Design and construction
- Architect: Brady Mallalieu Architects
- Developer: Ballymore
- Structural engineer: Walsh Associates
- Services engineer: Hoare Lea
- Main contractor: Ballymore

= Phoenix Heights =

Residential tower block in Millwall, London

Phoenix Heights, also known as 4 Mastmaker Road, is a mixed tenure residential development in the Millwall area of London, near to South Quay DLR station. It forms a social housing commitment developed as part of the nearby Pan Peninsula project.

==Design==
Phoenix Heights consists of 199 mixed tenure homes with integral community areas significantly having a high proportion of family homes with access to outdoor space in such a high-density location.

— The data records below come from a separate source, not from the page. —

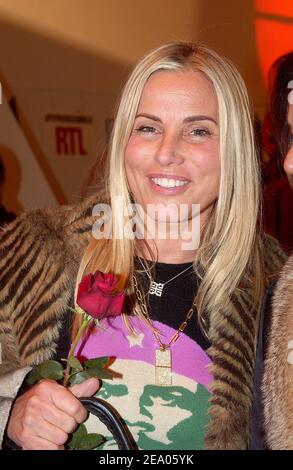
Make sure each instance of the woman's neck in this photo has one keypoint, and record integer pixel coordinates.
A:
(166, 251)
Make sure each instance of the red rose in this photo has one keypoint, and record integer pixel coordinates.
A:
(97, 297)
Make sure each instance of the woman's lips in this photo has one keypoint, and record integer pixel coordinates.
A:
(168, 185)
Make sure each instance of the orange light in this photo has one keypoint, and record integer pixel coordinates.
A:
(274, 39)
(273, 7)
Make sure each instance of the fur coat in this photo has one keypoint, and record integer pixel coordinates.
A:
(277, 384)
(39, 258)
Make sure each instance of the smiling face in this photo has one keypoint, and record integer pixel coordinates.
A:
(288, 163)
(172, 156)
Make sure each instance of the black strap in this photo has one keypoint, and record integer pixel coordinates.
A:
(112, 420)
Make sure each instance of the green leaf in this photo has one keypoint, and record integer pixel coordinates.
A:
(33, 377)
(79, 377)
(100, 373)
(77, 436)
(75, 364)
(50, 370)
(91, 441)
(99, 362)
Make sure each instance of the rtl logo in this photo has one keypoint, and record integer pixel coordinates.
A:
(69, 141)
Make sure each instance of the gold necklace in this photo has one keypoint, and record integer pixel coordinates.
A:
(163, 354)
(156, 288)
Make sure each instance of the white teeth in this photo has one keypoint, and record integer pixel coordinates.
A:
(169, 183)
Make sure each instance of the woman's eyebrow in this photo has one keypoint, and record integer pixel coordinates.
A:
(200, 117)
(149, 116)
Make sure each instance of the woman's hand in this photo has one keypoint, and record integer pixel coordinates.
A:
(43, 416)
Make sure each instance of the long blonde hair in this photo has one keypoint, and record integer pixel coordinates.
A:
(228, 255)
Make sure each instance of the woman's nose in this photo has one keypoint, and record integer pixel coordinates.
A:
(169, 151)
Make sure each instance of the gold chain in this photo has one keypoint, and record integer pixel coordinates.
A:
(146, 314)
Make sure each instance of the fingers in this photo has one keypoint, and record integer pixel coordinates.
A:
(86, 389)
(38, 443)
(43, 416)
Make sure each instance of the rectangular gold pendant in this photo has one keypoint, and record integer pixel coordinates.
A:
(163, 367)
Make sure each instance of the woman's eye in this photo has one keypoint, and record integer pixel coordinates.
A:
(145, 129)
(200, 132)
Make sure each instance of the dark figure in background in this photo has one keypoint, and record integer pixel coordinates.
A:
(278, 195)
(5, 216)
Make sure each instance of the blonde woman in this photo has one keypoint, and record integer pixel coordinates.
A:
(193, 265)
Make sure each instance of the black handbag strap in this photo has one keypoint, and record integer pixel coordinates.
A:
(112, 420)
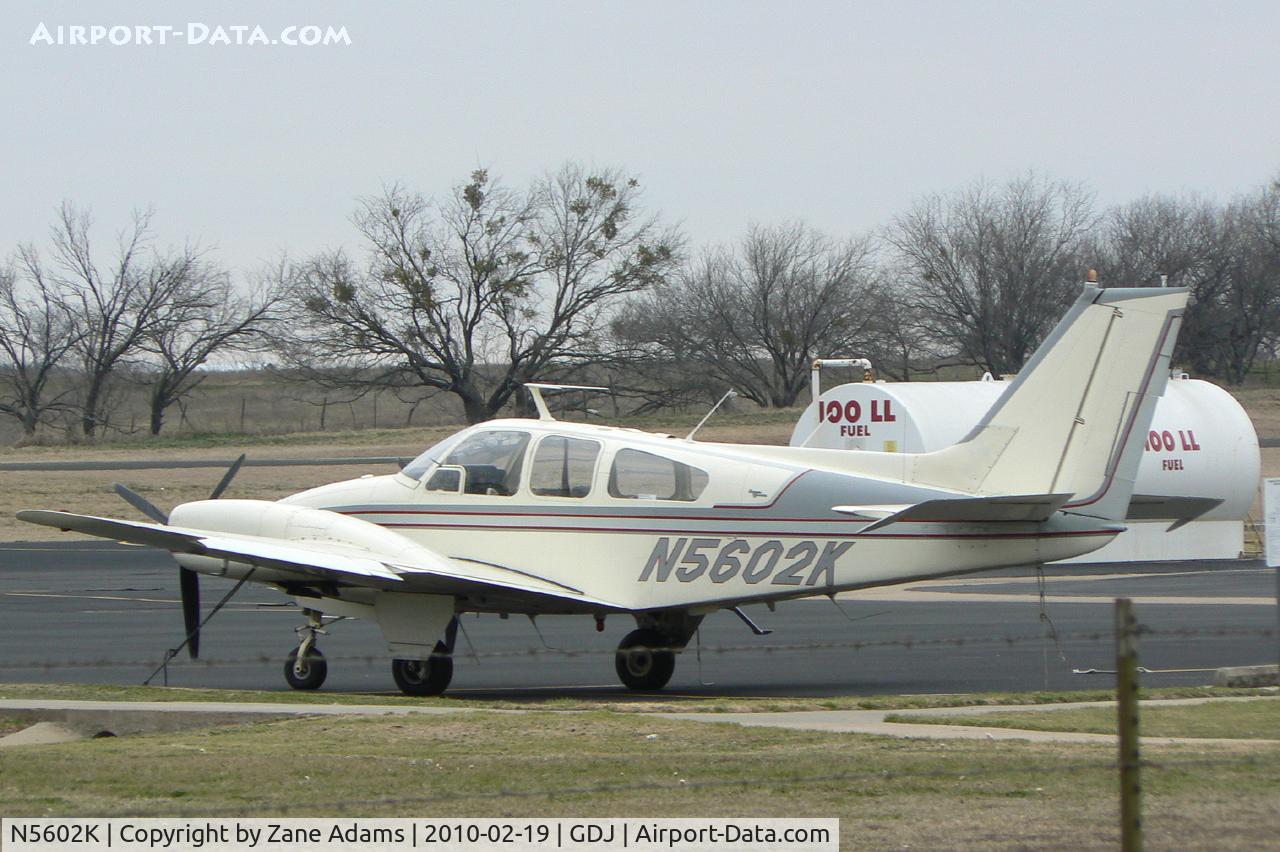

The development varies in height from 3 to 23 storeys negotiating an abrupt shift in urban scale from the Barkantine Estate to the West with the emerging Millennium Quarter to the East. Family-sized units are located at the base of the building having direct access to rear gardens, a playground and communal courtyard areas. Smaller sized units are located higher up in the towers enjoying views across London from roof terraces and balconies. A community space was designed as an integral part of the project and incorporates a rooftop sports pitch. The development makes use of a local 'Combined Heat and Power' system and includes greenwalls, bird boxes, bat boxes, insect bricks and biodiversity roofs to help develop local eco-systems. The distinctive skyline and elevations of the building include coloured fibre cement cladding panels, large overhanging canopies and projecting balconies which contrast with the restrained aesthetic of Canary Wharf. Piers Gough described the development as 'humanist architecture of raw funky collage'.

The project was designed by Brady Mallalieu Architects and was developed by the Irish property firm Ballymore. The social and shared ownership housing was managed by the housing association One Housing which subsequently acquired the freehold in 2016.

The building won a 2010 Royal Institute of the Architects of Ireland (RIAI) award for 'Best Overseas Project' and an Evening Standard Award for 'Best New Development in the Affordable Homes Sector'. The project was shortlisted for 'Best New Place to Live' at the 2009 RTPI London Planning Awards and Best Residential Building of the Year at the 2010 Leaf Awards.